The number of Americans choosing to ditch cable in favor of streaming has nearly tripled in the last five years according to a new report from the Video Advertising Bureau, an advocacy group that counts major cable networks among its membership.
Though cord cutters still only make up 11 percent of US households, the number of steaming-only households increased from just over 5 million in 2013 to 14.1 million in 2017 according to the report. Of these households, the majority have at least two different streaming services, with 32 percent having three or more services.
If you’re a cord cutter yourself (or a “cord never,” the industry term for people who have never subscribed to cable or satellite TV) you might be surprised that the number of people still forking over monthly dues to Big Cable is so high. Keep in mind, though, that the report also found the vast majority of cable subscribers subscribe to a streaming service as well. Three-quarters of all homes in America have some combination of over-the-air service, cable, and streaming.

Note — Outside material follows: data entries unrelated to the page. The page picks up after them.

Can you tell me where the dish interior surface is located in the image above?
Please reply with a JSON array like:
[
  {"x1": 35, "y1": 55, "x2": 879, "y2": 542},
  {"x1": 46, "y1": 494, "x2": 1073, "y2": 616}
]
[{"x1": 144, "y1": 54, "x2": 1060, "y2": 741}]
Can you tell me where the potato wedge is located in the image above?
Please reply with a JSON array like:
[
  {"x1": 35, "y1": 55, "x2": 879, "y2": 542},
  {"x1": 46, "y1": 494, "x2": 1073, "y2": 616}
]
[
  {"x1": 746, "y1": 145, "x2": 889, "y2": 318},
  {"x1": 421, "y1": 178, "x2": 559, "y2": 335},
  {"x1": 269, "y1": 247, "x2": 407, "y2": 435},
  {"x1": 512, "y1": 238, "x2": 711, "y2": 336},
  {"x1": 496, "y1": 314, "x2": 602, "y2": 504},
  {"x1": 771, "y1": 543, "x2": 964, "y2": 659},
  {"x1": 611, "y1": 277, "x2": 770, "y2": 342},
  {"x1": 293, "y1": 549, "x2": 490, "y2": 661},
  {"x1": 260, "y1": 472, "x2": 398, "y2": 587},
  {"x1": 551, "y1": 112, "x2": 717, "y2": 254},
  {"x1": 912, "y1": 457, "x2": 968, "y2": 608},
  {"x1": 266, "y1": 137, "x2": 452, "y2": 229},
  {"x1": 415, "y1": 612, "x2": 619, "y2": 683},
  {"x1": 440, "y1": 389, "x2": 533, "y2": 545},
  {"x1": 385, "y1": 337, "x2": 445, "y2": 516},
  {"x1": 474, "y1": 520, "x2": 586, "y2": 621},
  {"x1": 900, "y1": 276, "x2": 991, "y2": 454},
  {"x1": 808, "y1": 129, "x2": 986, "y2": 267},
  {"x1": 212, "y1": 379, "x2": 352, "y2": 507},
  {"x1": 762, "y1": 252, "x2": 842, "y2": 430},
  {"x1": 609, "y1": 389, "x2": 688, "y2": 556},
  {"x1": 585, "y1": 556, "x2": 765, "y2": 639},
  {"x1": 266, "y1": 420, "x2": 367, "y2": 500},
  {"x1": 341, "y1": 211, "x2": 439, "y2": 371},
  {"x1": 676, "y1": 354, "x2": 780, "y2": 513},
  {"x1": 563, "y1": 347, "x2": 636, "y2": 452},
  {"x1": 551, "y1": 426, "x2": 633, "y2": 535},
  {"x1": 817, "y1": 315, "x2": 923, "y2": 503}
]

The report predicts that this trend is going to continue, with more people moving away from traditional cable models and towards an à la carte entertainment set up. But traditional media is starting to get savvier by offering what the industry calls a “multichannel video programming distributor” or MVPD—digital subscriptions to channel-specific content, like HBO Go or CBS All Access (the latter streamed Star Trek: Discovery exclusively in the US while it was on Netflix in other regions).
These steps might help ease the blow as advertisers continue to shift away from spending on TV, and more viewers opt out of the clutches of Big Cable.